Key then sought to disinherit Tyler by filing a petition to enforce the original trust’s no contest clause against Tyler for her defense of the amendment. In response, Tyler filed an anti-SLAPP motion to strike Key’s petition on the basis that it infringed on Tyler’s right to engage in protected speech (i.e., to participate in litigation). Key objected, arguing that anti-SLAPP motions cannot be asserted against petitions to enforce a no contest clause.

The Superior Court in Los Angeles County permitted the anti-SLAPP motion and shifted the burden to Key to prove that her petition to enforce the no contest clause was likely to be successful. On this the court held that Key could not meet her burden because the defense of an invalid amendment was not a “direct contest” to the original trust.

Key appealed, and the Court of Appeal confirmed that anti-SLAPP motions may be brought against no contest clause enforcement petitions. Among other things, the court found the anti-SLAPP statute was consistent enough with the Probate Code for it to be applicable, that the anti-SLAPP statutory scheme did not create an exception relating to Probate Code proceedings, and that even if there were good reasons for anti-SLAPP motions to not apply in the probate context, it was up to the Legislature to make that decision.

The “Plott” Thickens: Defense of Invalid Amendment Triggered No Contest Clause

The Court of Appeal then turned to the issue of whether Key had shown that her no contest clause petition would likely prevail – i.e., whether Tyler’s defense of the invalid amendment likely constituted a direct contest to the trust.

The court began its analysis by noting that Probate Code section 21310 defines a “direct contest” as one that “alleges the invalidity of a protected instrument or one or more of its terms” on one of several specifically-enumerated grounds, including revocation, which the court construed to include revocation through amendment.

Applying this definition, the court reasoned that Tyler’s defense of the 2007 amendment was a direct contest because Tyler was asserting that the terms of the original trust were invalidated (or revoked) by the 2007 amendment. In other words, Tyler’s defense of the amendment, had it been successful, would have invalidated sections of the original trust and replaced them with the amendment versions, and therefore was a contest of the terms of the original trust.

In coming to this conclusion, the court held that a direct contest can be triggered even when the beneficiary does not initiate an action against the trust, stating that “it does not matter that Tyler’s attempt to enforce the spurious amendment through judicial proceedings began with a petition filed by Key.”
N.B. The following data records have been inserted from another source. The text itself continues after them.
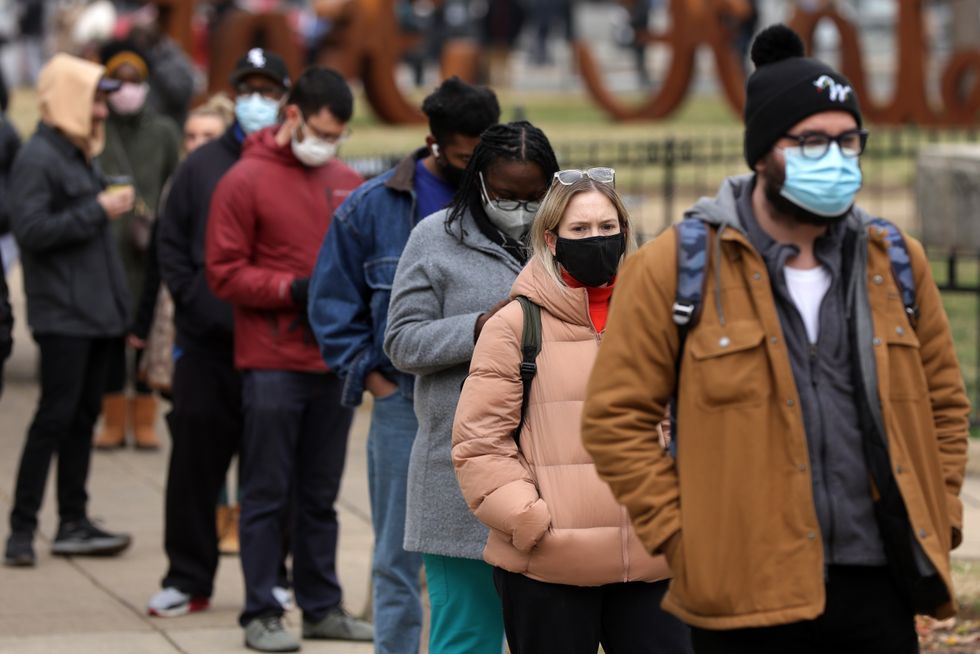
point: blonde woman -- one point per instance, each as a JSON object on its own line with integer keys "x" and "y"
{"x": 569, "y": 570}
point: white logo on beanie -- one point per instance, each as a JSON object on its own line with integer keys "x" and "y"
{"x": 256, "y": 57}
{"x": 838, "y": 92}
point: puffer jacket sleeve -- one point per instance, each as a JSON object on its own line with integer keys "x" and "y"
{"x": 492, "y": 474}
{"x": 232, "y": 273}
{"x": 950, "y": 406}
{"x": 629, "y": 389}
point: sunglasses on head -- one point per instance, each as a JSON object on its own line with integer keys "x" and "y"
{"x": 602, "y": 175}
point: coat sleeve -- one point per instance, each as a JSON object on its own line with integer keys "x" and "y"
{"x": 229, "y": 248}
{"x": 629, "y": 389}
{"x": 36, "y": 227}
{"x": 419, "y": 340}
{"x": 947, "y": 394}
{"x": 492, "y": 474}
{"x": 339, "y": 304}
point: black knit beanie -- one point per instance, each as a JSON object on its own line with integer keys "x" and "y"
{"x": 785, "y": 88}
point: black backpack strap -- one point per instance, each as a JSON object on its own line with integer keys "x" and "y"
{"x": 530, "y": 348}
{"x": 898, "y": 254}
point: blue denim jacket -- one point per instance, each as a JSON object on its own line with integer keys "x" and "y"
{"x": 351, "y": 283}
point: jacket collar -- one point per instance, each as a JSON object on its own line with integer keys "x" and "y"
{"x": 403, "y": 179}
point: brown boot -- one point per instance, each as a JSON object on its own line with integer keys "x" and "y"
{"x": 228, "y": 543}
{"x": 113, "y": 431}
{"x": 144, "y": 416}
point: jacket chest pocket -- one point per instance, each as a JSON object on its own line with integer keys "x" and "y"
{"x": 906, "y": 378}
{"x": 730, "y": 364}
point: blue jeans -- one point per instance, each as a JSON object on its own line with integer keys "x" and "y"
{"x": 294, "y": 442}
{"x": 394, "y": 572}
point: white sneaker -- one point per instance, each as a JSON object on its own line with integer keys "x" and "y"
{"x": 171, "y": 603}
{"x": 284, "y": 597}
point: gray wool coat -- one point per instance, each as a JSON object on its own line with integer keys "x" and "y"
{"x": 442, "y": 285}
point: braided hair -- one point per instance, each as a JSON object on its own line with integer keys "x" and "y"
{"x": 517, "y": 141}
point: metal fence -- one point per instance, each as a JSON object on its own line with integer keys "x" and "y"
{"x": 660, "y": 178}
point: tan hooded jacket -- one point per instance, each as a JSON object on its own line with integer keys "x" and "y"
{"x": 66, "y": 92}
{"x": 550, "y": 516}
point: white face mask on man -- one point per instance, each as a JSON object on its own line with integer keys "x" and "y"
{"x": 312, "y": 151}
{"x": 512, "y": 217}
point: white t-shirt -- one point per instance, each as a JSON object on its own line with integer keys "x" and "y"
{"x": 807, "y": 288}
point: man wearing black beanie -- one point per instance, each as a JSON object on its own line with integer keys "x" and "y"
{"x": 821, "y": 418}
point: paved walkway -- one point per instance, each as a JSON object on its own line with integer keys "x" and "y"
{"x": 96, "y": 606}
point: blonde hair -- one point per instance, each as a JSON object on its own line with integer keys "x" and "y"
{"x": 553, "y": 209}
{"x": 219, "y": 106}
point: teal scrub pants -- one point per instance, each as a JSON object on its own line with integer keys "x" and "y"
{"x": 466, "y": 613}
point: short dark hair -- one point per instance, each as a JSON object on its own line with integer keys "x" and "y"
{"x": 517, "y": 141}
{"x": 322, "y": 88}
{"x": 456, "y": 107}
The court did note, however, that Tyler might be able to demonstrate she had “probable cause,” within the meaning of Probate Code section 21311(b), to defend the 2007 amendment, so she may yet be able to avoid the effect of the no contest clause.

Takeaway

The Legislature in 2008 revised the no contest clause statutory framework, generally narrowing the enforceable scope of no contest clauses.  Key v. Tyler arguably upends that framework by extending the reach of no contest clauses to the defense of will and trust instruments that amend prior estate planning documents. The potential enforcement of no contest clauses now should factor into the initial and ongoing case assessment of will/trust proponents as well as contestants.

Consider that in Key v. Tyler, if Tyler had been successful, then Key would have been subject to the no contest clause and could have lost her $1 million gift. Key apparently considered this, gauged the strength of her case, and took the risk. If Tyler had known that she could be disinherited for defending the amendment, would she have gone to trial on its validity?